Cheap tricks
After lobbing his Sprint down a Welsh road Naish deploys inexpensive fixes…
Welcome to the tightwad challenge, reviving my crashdamaged 2003 Trumpet for under £200. The 955i Sprint ST returned from a summer trip round West Wales with trashed plastics, smashed levers and only one front disc (its shattered twin lies in a Camarthenshire hedge). I had two busted ribs as a souvenir. We managed to limp home to Brighton. When spending on bikes, I’m as tight as a wet hairpin. Why pay more? Pristine low-mileage Sprints with all the extras sell for a grand-and-a-half. I could spend double on new factory bits. Nobody lusts for the 955i, with its nineties Honda styling and silly name. Why call the class fat-kid ‘Sprint’? It’s just cruel.
But beneath the superficialities lay awesome triple torque, all-day comfort and solid highway handling (let’s not talk about Welsh country switchbacks).
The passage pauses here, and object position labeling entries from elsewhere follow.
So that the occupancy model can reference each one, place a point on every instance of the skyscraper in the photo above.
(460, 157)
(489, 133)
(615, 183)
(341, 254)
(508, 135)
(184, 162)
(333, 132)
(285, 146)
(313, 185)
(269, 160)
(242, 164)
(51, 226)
The ridiculously low budget is there to stop costs spiralling. Forget concourse, the Trumpet is now assigned to winter-hack duties. Oily and scratched used spares languish on auction websites – no need to press ‘Buy it now’ when a low (but not insulting) offer gets you haggling. If that fails, another grubby component will be along soon. Everything I’ve bought has polished up okay. Pattern parts can also be laughably cheap, with stockists keen to rid shelves of dusty relics. I’m almost finished, bar the fairing side-panel. In silver mate? Nah. Something in the silver pigment seems to drag Sprints down the road on their right sides. Anyone got one in their attic?